Status of Vaccine Development:

The first dengue vaccine, Dengvaxia (CYD-TDV) by Sanofi Pasteur, was first registered in Mexico in December 2015. CYD-TDV is a live recombinant tetravalent dengue vaccine that has been evaluated as a 3-dose series on a 0/6/12 month schedule in Phase III clinical studies. It has been registered for use in individuals 9-45 years of age living in endemic areas.

There are approximately five additional candidates under evaluation in clinical trials, including other live attenuated vaccines, as well as a sub-unit, DNA and purified inactivated vaccine candidates. Additional technological approaches, such as virus-vectored and VLP-based vaccines, are under evaluation in pre-clinical studies.

The growing global epidemic of dengue is of mounting concern, and a safe and effective vaccine is urgently needed. WHO expects vaccines to be an integrated part of the Global Dengue prevention and control strategy (2012-2020).

“-WHO report: global strategy for dengue prevention and control, 2012-2020”

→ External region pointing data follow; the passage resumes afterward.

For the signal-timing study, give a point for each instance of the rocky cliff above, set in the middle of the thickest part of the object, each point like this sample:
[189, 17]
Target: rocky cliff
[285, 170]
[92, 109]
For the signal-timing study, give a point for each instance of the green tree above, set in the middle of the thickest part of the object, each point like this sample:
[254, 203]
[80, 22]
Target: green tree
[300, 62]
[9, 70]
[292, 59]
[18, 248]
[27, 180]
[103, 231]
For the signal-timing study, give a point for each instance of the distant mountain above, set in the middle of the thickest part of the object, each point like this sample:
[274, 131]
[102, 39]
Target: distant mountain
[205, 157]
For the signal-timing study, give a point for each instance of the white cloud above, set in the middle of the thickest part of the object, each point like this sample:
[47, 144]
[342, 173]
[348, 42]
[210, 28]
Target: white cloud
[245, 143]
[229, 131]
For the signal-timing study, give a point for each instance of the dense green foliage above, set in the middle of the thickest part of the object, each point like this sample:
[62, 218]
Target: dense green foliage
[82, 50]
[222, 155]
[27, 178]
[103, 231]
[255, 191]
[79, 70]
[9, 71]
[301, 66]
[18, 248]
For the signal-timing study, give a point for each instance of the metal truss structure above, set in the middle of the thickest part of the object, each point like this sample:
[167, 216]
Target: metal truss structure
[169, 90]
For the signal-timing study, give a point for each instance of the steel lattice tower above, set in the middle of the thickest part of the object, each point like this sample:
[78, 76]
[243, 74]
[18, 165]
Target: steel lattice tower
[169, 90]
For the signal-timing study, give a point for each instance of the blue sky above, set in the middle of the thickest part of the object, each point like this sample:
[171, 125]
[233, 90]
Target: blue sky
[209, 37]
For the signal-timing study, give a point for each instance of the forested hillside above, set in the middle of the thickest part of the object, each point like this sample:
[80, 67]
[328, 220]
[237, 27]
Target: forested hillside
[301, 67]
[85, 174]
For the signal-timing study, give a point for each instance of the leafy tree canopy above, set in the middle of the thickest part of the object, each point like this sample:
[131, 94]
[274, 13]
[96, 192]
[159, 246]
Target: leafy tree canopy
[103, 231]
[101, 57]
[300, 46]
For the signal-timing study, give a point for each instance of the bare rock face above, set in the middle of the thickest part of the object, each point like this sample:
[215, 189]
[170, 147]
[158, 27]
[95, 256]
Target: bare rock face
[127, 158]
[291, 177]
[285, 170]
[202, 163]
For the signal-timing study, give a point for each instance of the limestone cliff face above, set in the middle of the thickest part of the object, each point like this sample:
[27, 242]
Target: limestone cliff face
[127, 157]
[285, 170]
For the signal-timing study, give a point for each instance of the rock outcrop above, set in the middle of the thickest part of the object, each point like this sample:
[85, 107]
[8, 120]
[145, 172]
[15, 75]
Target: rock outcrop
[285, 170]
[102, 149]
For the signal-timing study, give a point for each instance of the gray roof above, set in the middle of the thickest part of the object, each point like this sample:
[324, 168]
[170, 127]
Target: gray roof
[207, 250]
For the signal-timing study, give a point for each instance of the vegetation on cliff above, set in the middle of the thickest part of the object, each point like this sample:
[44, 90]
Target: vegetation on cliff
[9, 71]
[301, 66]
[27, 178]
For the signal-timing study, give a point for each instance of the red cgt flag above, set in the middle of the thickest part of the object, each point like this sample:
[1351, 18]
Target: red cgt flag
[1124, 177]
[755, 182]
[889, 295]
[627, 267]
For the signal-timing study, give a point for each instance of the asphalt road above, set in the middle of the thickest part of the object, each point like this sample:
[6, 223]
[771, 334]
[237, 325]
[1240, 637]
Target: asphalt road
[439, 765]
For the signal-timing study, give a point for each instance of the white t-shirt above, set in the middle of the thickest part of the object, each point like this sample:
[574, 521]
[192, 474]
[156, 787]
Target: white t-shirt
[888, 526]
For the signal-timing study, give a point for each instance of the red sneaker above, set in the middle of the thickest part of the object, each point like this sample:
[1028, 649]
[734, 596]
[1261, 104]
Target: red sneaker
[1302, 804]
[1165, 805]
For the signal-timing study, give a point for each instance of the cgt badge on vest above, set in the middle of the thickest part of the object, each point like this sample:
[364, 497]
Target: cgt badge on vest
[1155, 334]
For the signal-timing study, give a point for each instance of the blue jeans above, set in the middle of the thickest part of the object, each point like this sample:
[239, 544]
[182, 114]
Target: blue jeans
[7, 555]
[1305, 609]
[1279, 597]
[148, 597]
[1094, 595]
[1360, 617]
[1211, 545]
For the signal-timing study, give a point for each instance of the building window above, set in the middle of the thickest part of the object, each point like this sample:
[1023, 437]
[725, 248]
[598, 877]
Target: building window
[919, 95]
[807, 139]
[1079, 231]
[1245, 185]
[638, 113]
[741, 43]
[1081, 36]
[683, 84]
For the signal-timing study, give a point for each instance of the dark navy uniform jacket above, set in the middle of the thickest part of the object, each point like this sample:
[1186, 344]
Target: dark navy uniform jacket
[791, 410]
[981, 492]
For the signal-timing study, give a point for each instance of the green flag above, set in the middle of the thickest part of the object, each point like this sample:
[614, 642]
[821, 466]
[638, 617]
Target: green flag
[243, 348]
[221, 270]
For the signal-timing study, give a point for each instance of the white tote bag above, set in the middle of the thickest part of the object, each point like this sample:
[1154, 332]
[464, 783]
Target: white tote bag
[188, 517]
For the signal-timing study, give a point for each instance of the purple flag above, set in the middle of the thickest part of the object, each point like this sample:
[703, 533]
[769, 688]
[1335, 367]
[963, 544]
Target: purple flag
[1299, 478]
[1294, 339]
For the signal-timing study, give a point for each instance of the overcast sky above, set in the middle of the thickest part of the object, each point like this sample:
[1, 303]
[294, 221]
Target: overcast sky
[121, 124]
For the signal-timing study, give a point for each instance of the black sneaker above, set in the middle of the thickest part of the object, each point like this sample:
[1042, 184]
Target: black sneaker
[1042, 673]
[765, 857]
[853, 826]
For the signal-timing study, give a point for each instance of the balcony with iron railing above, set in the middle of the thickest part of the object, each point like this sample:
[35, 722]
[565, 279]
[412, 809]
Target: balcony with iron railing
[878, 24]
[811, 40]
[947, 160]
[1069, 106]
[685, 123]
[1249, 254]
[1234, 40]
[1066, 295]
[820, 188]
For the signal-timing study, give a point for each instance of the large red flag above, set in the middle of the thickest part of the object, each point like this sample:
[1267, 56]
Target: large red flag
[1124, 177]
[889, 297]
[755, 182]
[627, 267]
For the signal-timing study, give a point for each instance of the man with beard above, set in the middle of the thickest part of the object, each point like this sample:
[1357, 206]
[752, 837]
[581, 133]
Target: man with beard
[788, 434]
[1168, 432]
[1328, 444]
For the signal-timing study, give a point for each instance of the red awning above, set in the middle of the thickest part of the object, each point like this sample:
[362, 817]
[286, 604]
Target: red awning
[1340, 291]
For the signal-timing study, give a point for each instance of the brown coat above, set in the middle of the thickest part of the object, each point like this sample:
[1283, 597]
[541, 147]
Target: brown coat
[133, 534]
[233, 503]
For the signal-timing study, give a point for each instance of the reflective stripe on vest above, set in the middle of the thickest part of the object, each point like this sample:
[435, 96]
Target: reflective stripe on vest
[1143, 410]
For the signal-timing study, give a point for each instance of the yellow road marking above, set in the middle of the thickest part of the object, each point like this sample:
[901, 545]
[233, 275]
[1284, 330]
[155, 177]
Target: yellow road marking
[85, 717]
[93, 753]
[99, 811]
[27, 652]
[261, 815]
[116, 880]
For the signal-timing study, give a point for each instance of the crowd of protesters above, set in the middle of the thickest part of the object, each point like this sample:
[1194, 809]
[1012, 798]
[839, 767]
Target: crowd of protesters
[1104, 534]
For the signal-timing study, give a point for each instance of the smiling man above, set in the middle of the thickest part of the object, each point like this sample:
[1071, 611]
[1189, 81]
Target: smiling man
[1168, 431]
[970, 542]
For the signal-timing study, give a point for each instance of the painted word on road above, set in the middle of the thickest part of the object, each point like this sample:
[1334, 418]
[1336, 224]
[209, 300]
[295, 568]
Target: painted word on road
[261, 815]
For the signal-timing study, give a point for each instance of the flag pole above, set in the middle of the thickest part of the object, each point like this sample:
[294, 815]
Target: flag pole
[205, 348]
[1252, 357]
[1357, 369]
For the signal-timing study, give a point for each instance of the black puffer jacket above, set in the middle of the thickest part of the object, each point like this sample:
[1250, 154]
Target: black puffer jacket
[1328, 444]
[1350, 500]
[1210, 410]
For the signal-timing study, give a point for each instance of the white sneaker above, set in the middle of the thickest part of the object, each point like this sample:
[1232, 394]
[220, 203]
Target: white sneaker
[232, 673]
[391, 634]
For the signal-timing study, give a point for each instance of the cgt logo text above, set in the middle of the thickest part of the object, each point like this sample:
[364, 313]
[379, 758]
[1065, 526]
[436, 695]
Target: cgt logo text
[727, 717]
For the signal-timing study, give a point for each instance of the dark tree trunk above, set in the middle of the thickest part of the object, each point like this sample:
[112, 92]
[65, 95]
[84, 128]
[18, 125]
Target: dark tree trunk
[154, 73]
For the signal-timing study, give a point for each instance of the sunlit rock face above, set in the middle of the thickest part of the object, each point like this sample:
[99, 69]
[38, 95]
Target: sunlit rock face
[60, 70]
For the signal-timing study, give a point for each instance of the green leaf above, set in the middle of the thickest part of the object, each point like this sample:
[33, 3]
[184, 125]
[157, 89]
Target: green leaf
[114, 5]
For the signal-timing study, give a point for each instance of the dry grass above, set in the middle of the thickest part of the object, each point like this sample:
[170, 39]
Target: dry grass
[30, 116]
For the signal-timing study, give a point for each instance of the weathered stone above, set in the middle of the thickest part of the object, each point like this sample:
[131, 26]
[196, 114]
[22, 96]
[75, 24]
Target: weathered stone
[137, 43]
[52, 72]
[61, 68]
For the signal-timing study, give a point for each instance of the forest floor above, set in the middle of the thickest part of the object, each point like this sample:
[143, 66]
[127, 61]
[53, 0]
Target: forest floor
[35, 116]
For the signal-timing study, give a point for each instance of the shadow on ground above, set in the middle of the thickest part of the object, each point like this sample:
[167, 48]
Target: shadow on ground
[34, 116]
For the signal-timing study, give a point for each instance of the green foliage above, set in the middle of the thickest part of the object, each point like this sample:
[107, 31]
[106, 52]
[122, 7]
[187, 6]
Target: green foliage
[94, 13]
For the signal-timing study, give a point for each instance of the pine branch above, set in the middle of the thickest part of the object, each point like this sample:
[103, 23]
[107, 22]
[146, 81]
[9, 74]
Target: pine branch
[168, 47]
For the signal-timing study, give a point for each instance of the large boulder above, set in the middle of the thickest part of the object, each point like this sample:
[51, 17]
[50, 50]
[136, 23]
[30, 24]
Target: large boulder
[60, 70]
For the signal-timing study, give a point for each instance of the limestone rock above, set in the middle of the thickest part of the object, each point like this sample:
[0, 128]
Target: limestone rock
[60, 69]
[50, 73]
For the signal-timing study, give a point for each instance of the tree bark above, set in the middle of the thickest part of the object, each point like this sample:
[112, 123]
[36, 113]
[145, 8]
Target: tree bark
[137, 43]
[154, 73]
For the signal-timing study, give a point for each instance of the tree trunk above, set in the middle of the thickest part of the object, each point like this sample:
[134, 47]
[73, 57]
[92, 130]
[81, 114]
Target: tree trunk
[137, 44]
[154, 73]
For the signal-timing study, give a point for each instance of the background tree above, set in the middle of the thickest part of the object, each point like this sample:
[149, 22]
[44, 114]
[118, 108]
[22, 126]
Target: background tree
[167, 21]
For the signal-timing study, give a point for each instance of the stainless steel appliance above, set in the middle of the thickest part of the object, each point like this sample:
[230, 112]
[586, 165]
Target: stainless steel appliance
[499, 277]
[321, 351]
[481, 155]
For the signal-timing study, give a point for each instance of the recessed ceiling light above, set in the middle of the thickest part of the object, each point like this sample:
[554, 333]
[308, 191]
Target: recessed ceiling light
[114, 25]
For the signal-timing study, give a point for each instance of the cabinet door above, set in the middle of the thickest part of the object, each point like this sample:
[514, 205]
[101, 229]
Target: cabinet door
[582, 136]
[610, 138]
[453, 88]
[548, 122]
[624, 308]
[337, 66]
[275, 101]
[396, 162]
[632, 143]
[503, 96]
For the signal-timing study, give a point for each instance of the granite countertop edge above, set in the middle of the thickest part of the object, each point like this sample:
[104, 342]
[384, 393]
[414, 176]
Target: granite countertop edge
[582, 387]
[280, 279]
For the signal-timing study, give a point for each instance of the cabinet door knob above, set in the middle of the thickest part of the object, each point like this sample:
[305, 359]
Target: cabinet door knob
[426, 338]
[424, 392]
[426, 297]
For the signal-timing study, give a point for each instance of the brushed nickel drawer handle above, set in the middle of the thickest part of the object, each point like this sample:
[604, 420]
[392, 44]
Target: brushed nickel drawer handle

Challenges to Vaccine Development:

Infection by one of the four dengue virus serotypes has been shown to confer lasting protection against homotypic re-infection, but only transient protection against secondary heterotypic infection. Moreover, secondary heterotypic infection is associated with an increased risk of severe disease. This and other observations suggest an immunopathological component in dengue pathogenesis, which is referred to as immune enhancement of disease. Due to these dengue-specific complexities, vaccine development focuses on the generation of a tetravalent vaccine aimed at providing long-term protection against all virus serotypes.

Figure:

Potential mechanisms for the immune-mediated enhancement of DENV infection. A) Immune responses following primary DENV infection include infection of monocytes and other antigen presenting cells which produce cytokines/chemokines and present antigen to lymphocytes. Type-specific and cross-reactive B and T lymphocytes are activated. B lymphocytes produce serotype-specific, neutralizing antibodies as well as cross-reactive, weakly or non-neutralizing antibodies. B) Following secondary heterogonous infection, uptake of DENV is facilitated through binding of cross-reactive, non-neutralizing antibodies from a previous infection (or maternally derived antibodies in the case of primary infection in infants). Additionally, there is activation of cross-reactive T cells that produce skewed cytokine responses and demonstrate decreased cytotoxicity for DENV infected cells. Massive quantities of pro-inflammatory cytokines (“cytokine storm”) result in increased vascular permeability and plasma leakage. Furthermore, expression or release of DENV-NS1 by infected cells may mediate complement activation resulting in increased vascular permeability.

 

Additional challenges are posed by the lack of an adequate animal disease model and the resulting uncertainty around correlates of protection.

In spite of these challenges, vaccines development has made remarkable progress in recent years, and the current dengue vaccine pipeline is advanced, diverse and overall promising.

The impediments can be briefly listed as follows:

  1. The epidemiology of the four DENV serotypes.
  2. The complex and incompletely understood immune-protective and/or immune-pathogenic responses following natural infection or vaccination.
  3. A lack of validated animal models of disease.